Certaines sources d’information, comme le Daily Mail, ont suggéré que le rapport demande activement que les enfants soient examinés avant de devenir sexuellement actifs. Ce n’est pas le cas. Le rapport expose seulement les considérations éthiques qui doivent être abordées si un dépistage volontaire était offert aux enfants plus âgés. Le rapport indique également que les jeunes devraient recevoir une formation obligatoire sur la question avant que tout test volontaire ne soit effectué, et que les tests de portage génétique ne sont normalement pas offerts aux personnes de moins de 15-16 ans.

Qu’est-ce que le rapport recommandait?

Le HGC a élaboré et présenté un ensemble de principes pour s’assurer que le dépistage génétique avant la conception puisse être mis en œuvre de manière sûre et équitable. Parmi ces recommandations, il y avait:

Les tests avant la conception devraient être accessibles à tous ceux qui pourraient en bénéficier, et les individus devraient être aidés à faire des choix éclairés sur les options qui s’offrent à eux.

Pour les conditions génétiques où le dépistage des porteurs prénataux est offert, les futurs parents devraient bénéficier d’un dépistage avant la conception lorsque cela est techniquement possible.

Les enfants et les jeunes devraient apprendre le dépistage avant la conception dans les dernières années de la scolarité obligatoire. Cependant, si un dépistage volontaire doit être offert aux enfants et aux adolescents plus âgés, il sera important de veiller à ce que les individus ne subissent pas de pressions ou ne soient pas incités à subir des tests.

Les informations sur les tests préconceptionnels devraient être disponibles auprès de diverses sources, telles que les cliniques de FIV, les pharmacies, les cabinets de médecins généralistes, les centres de planification familiale et les organisations communautaires.
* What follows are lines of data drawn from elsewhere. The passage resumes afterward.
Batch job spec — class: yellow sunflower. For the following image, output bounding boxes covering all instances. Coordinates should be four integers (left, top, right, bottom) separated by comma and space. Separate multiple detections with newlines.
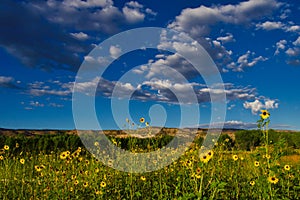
260, 110, 270, 119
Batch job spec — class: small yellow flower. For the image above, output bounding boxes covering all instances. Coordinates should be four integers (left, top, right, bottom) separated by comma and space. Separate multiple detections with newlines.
100, 181, 106, 188
260, 110, 270, 119
284, 165, 291, 171
268, 176, 279, 184
74, 180, 79, 185
95, 190, 103, 195
83, 182, 89, 187
20, 158, 25, 165
185, 160, 193, 167
140, 117, 145, 123
232, 155, 239, 161
207, 151, 214, 159
141, 176, 146, 181
59, 151, 68, 160
265, 154, 271, 160
200, 155, 209, 163
34, 165, 42, 172
195, 174, 201, 179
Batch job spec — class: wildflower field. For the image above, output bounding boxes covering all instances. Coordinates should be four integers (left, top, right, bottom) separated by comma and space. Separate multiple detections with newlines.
0, 112, 300, 199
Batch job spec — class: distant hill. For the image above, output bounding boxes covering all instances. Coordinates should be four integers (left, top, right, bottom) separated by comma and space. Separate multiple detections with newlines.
0, 127, 294, 138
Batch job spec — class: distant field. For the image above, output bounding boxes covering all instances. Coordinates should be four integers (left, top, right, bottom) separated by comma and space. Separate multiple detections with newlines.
0, 130, 300, 199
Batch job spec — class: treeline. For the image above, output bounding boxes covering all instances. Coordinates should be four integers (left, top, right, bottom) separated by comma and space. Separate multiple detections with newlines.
0, 130, 300, 153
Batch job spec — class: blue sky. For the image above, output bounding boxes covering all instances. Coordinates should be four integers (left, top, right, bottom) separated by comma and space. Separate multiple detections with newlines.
0, 0, 300, 130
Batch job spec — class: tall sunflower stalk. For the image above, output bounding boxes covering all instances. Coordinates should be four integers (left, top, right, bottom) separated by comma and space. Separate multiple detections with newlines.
257, 110, 273, 199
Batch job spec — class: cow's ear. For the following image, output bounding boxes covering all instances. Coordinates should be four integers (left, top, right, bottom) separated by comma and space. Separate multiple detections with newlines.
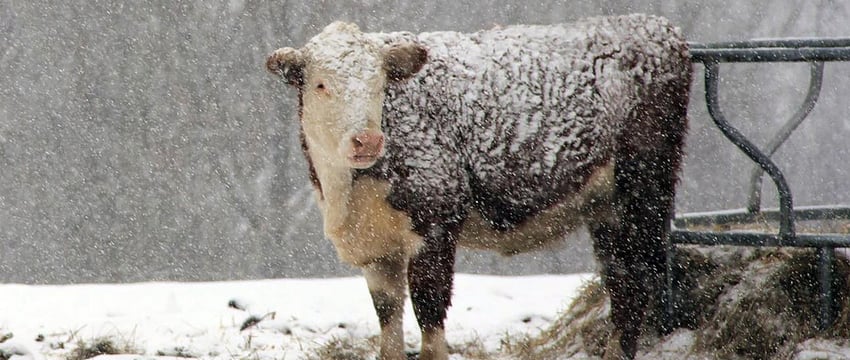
266, 47, 307, 87
384, 42, 428, 81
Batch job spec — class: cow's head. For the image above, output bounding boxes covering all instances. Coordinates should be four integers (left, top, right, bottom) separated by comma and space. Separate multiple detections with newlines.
266, 22, 427, 169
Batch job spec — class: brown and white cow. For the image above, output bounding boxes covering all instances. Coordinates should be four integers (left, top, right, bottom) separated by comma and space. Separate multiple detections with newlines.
266, 15, 690, 360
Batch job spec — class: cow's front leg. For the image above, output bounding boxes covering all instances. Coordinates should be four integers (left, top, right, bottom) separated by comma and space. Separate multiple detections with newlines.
408, 225, 458, 360
363, 256, 407, 360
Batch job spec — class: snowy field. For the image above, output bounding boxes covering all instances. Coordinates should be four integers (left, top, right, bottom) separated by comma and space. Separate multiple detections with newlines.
0, 274, 593, 360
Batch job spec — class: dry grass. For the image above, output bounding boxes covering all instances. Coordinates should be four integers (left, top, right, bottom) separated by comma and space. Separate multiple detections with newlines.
65, 337, 138, 360
506, 247, 850, 360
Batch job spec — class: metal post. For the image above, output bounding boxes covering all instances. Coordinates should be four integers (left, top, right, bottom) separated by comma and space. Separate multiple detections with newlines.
705, 61, 796, 245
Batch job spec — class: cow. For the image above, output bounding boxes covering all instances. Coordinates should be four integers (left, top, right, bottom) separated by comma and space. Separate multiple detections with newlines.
266, 14, 691, 360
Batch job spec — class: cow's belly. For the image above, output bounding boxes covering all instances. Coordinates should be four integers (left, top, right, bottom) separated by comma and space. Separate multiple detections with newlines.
458, 160, 614, 255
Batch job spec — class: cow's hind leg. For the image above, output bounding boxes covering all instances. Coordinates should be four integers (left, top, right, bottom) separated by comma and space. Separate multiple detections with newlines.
363, 256, 407, 360
408, 225, 457, 360
606, 148, 677, 359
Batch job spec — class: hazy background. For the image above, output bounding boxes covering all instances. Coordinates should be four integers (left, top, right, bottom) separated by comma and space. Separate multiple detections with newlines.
0, 0, 850, 283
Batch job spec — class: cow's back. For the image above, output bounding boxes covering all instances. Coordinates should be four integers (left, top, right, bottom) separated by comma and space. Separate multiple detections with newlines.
368, 16, 686, 245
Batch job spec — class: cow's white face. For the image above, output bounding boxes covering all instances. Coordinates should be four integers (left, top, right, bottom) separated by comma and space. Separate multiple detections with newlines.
266, 22, 427, 169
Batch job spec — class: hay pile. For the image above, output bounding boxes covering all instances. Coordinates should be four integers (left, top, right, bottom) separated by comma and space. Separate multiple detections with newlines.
508, 247, 850, 360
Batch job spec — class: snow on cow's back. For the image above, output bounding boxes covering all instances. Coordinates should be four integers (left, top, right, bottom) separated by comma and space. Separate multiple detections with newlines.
379, 15, 687, 207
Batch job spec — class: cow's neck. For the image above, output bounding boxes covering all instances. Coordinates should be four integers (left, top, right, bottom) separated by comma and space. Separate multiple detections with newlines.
315, 162, 353, 235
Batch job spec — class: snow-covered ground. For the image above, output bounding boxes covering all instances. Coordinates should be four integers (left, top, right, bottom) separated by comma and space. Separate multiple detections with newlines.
0, 274, 593, 360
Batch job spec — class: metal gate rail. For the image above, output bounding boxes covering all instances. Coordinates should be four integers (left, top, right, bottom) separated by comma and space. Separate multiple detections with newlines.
663, 38, 850, 330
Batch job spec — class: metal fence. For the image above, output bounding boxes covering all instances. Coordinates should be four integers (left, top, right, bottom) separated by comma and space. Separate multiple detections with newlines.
663, 38, 850, 330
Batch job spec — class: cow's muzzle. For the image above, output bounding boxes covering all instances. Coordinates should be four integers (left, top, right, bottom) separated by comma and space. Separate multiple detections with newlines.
348, 131, 384, 169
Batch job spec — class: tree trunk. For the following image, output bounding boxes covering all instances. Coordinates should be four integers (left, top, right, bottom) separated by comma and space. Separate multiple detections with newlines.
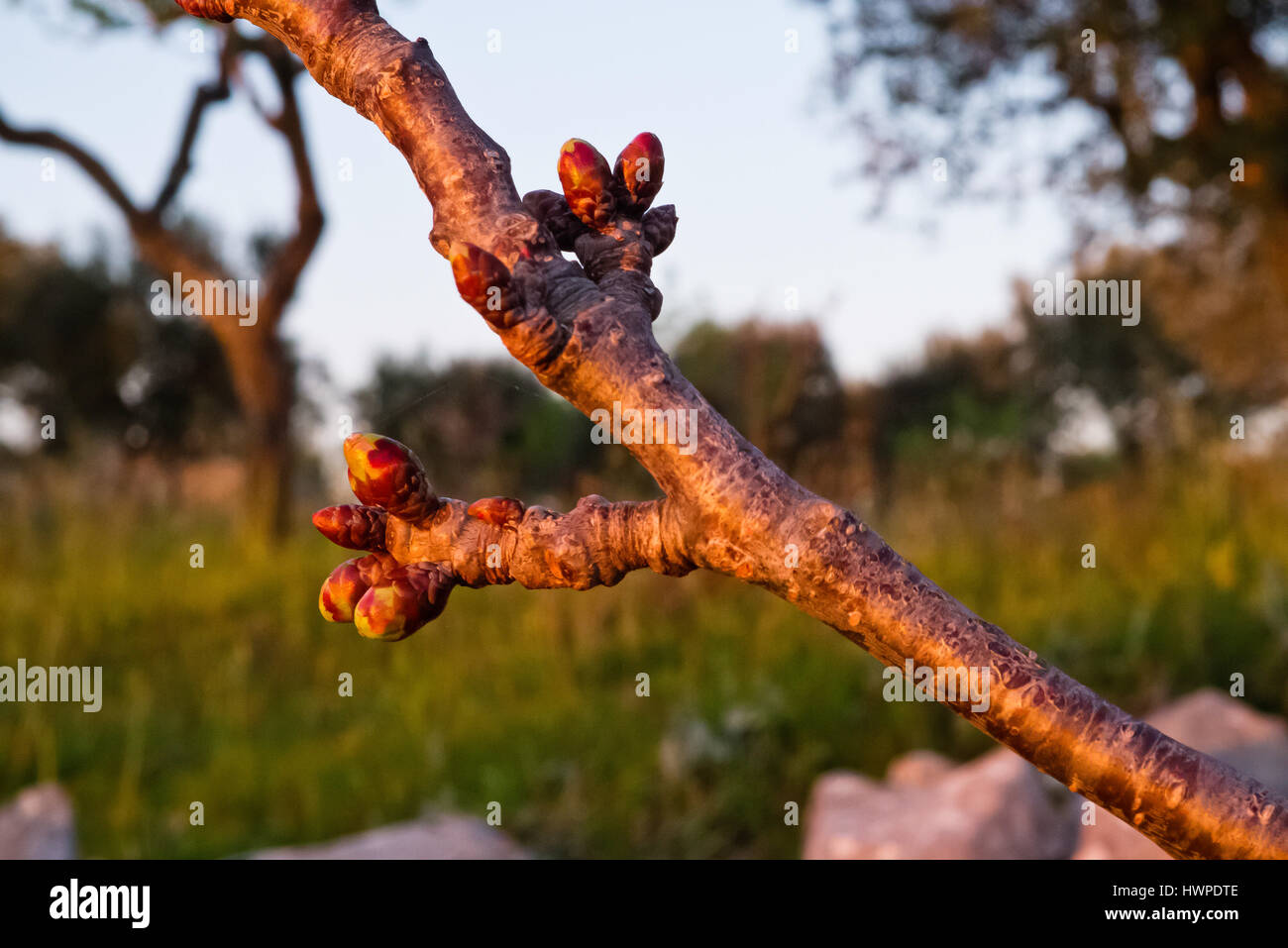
181, 0, 1288, 858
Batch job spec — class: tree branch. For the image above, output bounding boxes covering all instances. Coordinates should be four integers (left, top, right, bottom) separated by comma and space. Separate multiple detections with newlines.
150, 28, 237, 218
239, 38, 325, 322
180, 0, 1288, 858
0, 113, 143, 220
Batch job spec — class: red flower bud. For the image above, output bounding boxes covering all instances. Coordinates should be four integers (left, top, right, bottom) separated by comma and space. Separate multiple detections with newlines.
353, 563, 455, 642
643, 203, 679, 257
313, 503, 385, 550
344, 434, 441, 520
448, 244, 518, 322
613, 132, 666, 211
465, 497, 525, 527
559, 138, 614, 227
318, 553, 398, 622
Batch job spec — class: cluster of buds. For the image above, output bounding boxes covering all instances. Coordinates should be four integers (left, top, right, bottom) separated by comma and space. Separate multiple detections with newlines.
523, 132, 677, 257
313, 434, 456, 642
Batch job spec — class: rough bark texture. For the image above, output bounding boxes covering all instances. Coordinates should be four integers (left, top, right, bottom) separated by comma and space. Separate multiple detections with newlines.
181, 0, 1288, 858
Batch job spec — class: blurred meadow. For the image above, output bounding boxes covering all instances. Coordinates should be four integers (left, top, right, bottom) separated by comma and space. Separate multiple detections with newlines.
0, 0, 1288, 858
0, 443, 1288, 857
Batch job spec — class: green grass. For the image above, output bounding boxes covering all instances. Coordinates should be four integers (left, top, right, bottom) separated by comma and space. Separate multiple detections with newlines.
0, 458, 1288, 857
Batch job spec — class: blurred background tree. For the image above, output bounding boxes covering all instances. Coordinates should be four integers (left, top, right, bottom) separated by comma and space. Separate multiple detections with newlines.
816, 0, 1288, 402
0, 0, 323, 537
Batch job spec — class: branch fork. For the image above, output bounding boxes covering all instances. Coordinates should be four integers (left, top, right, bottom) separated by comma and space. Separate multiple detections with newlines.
179, 0, 1288, 859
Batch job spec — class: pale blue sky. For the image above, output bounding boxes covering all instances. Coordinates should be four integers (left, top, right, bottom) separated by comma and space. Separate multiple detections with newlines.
0, 0, 1068, 386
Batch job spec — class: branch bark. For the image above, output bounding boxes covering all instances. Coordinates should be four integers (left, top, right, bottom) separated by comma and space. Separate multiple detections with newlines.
179, 0, 1288, 858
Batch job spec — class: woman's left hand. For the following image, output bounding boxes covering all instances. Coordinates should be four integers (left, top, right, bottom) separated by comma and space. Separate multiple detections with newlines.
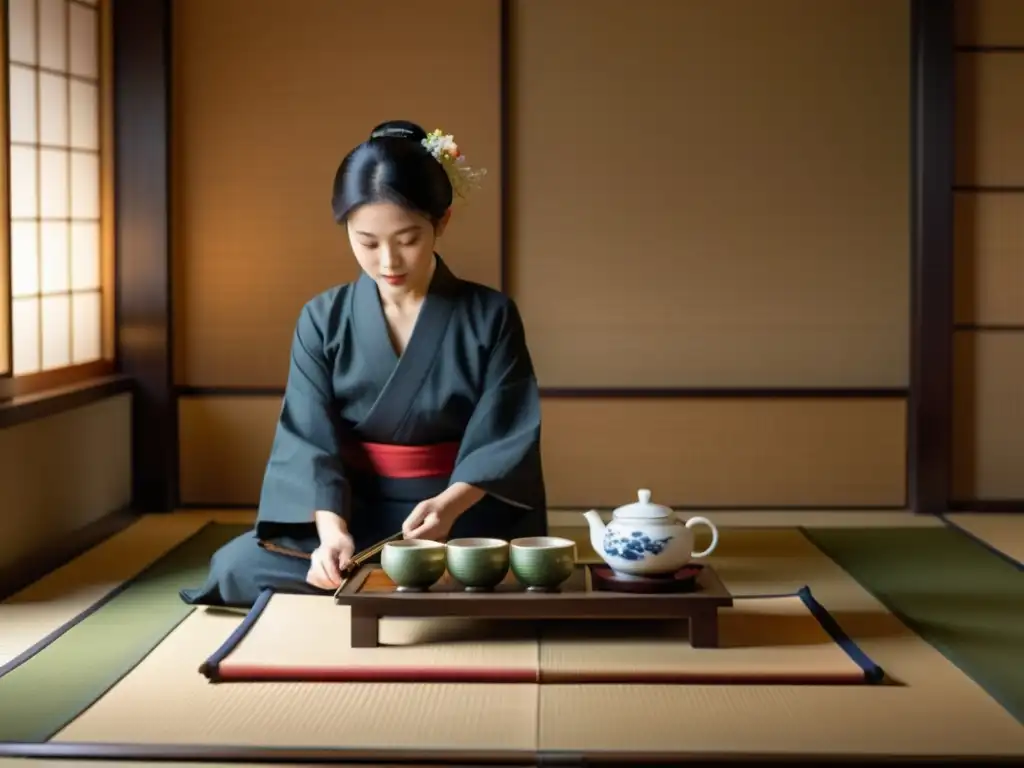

Le développement de tests préconception ne devrait pas affecter le traitement et le soutien offerts aux personnes touchées.

Les couples qui découvrent qu’ils courent un risque accru de concevoir une progéniture avec une maladie génétique devraient être référés à un professionnel de la santé qui connaît la maladie et peut discuter de toutes les options de reproduction.

Quelles maladies pourraient être dépistées?

Le rapport n’énumère pas les conditions spécifiques qui seraient couvertes par les tests génétiques avant la conception, mais les lignes directrices sont basées sur des tests pour les maladies qui sont causées par des mutations dans un seul gène (par exemple, la fibrose kystique). Ils n’abordent pas le dépistage de maladies complexes qui peuvent avoir une composante génétique, comme celles où des gènes uniques ou multiples peuvent transmettre une partie du risque global d’une maladie.

Le rapport ne détaillait pas les maladies spécifiques qui pourraient être dépistées, mais l’une des recommandations suggérait que le dépistage avant la conception soit, dans la mesure du possible, offert pour les maladies pour lesquelles un dépistage génétique prénatal est déjà offert.

Ces recommandations seront-elles définitivement adoptées?

Il est important de souligner qu’il s’agit d’un examen préliminaire des considérations éthiques entourant le dépistage génétique avant la conception à l’échelle de la population. Il a principalement cherché à savoir s’il serait possible de fournir un programme de dépistage volontaire et éthique de la population. Le rapport n’a pas évalué si l’on pouvait raisonnablement être mis en œuvre.

Avant que des programmes de dépistage avant la conception puissent être mis en place à l’échelle de la population, le CNS du Royaume-Uni devrait évaluer les avantages, les risques et la faisabilité économique du dépistage pour chaque affection envisagée. Cette évaluation serait susceptible de prendre en compte les sentiments du public en la matière.

Que devrais-je faire si je considère avoir une famille?

Les personnes qui ont des antécédents familiaux de maladies génétiques ou qui appartiennent à un groupe ethnique à risque de maladies génétiques spécifiques peuvent consulter leur médecin au sujet du conseil génétique et des options disponibles lors de la planification d’une famille.